Вера начала менять плохие мысли на позитив, что все хорошо, просто она заснула, проспала, завтра утром позвонит. Вера видела ее в своих мыслях, что она лежит на диване, спит, живая. Мама ей утром перезванивала. Так же было и утром, если она не звонила ей в назначенное время, в 10 часов утра, Вера раньше сильно переживала, звонит, она не берет трубку, значит что-то случилось. Она начинала паниковать, страдать, нервничать.

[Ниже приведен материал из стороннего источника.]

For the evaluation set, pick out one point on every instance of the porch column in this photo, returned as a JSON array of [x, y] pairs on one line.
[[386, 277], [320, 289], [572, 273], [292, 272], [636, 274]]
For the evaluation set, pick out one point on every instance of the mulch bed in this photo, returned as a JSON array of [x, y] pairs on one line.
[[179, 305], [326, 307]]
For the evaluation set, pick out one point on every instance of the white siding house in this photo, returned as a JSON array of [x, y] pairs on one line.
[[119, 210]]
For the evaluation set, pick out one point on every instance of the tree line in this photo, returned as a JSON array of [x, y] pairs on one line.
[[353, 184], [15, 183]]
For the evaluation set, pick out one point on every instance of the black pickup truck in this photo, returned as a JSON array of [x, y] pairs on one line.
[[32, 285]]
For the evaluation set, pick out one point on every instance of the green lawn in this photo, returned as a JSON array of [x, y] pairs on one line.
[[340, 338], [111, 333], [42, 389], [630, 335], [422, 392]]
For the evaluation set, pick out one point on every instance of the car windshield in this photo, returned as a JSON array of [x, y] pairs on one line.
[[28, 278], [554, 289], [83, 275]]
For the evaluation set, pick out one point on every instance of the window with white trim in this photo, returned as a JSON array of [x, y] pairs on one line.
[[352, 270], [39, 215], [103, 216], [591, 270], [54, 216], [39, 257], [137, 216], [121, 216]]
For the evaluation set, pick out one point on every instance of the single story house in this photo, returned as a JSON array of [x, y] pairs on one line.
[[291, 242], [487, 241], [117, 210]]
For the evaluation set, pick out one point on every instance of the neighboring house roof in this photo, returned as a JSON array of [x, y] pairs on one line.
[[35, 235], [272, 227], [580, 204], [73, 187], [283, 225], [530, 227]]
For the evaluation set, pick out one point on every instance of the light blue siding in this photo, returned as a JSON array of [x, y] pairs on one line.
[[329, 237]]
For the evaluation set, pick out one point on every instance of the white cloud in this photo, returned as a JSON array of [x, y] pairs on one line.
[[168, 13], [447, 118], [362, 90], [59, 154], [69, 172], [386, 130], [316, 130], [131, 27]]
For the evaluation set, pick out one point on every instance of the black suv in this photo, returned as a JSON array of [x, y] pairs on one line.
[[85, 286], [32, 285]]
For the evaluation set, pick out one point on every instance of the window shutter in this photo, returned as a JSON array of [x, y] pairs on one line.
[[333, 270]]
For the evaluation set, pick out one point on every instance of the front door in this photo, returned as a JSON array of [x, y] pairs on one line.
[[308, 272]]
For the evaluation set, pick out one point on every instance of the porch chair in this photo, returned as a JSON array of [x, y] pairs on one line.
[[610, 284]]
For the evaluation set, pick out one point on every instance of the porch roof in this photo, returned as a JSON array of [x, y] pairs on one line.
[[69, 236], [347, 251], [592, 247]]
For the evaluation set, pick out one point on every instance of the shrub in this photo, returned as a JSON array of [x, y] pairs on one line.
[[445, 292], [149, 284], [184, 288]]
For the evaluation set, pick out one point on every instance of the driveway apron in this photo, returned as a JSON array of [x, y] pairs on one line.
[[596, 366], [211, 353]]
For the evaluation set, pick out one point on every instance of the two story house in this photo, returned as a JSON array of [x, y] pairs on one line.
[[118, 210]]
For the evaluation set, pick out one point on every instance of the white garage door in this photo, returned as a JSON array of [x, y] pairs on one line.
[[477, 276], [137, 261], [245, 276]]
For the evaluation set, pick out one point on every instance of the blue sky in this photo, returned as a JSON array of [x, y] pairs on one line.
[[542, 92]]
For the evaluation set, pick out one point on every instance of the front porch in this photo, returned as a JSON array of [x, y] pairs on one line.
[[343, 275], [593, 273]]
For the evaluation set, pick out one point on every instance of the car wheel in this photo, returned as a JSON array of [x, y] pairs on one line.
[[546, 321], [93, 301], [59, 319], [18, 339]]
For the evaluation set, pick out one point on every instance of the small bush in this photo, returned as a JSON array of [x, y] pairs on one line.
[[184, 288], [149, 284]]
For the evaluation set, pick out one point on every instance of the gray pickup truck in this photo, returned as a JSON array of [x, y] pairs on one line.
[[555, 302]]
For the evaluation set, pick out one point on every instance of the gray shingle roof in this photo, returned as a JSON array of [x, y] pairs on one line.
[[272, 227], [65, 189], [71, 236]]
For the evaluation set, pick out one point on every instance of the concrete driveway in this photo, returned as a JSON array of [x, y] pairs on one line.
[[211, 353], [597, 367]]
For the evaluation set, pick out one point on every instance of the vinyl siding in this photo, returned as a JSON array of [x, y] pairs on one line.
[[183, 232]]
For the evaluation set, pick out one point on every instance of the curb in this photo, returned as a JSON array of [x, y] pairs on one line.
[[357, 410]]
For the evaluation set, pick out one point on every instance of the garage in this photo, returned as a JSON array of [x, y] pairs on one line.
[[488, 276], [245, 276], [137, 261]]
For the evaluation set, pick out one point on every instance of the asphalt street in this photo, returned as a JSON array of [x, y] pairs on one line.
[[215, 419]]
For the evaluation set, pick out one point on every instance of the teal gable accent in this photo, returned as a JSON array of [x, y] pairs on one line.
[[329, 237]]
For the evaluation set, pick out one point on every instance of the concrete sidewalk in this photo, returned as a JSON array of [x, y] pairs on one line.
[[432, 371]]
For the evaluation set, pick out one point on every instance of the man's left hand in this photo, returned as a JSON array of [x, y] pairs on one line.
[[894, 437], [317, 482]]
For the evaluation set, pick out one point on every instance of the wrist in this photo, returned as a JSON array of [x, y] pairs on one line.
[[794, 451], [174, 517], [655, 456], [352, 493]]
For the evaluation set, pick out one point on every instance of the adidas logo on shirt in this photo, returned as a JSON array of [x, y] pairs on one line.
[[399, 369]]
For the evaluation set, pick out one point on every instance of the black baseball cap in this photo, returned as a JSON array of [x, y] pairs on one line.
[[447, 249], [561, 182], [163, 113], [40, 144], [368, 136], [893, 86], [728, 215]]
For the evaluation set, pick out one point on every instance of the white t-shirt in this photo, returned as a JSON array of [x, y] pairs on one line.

Вера начинала менять свои мысли, она думала, мама утром встала, сходила в туалет, помолилась, прилегла, заснула и не слышит. У нее же плохой слух, или света нет, или телефон не работает. Это нужно не только думать, это нужно видеть в своей голове, визуализировать.

Потому Вера так сказала маме, она будет знать, что ей еще жить 2-3 года, она на это настроится, будет спокойно жить и не дергаться. А дальше, как Бог даст.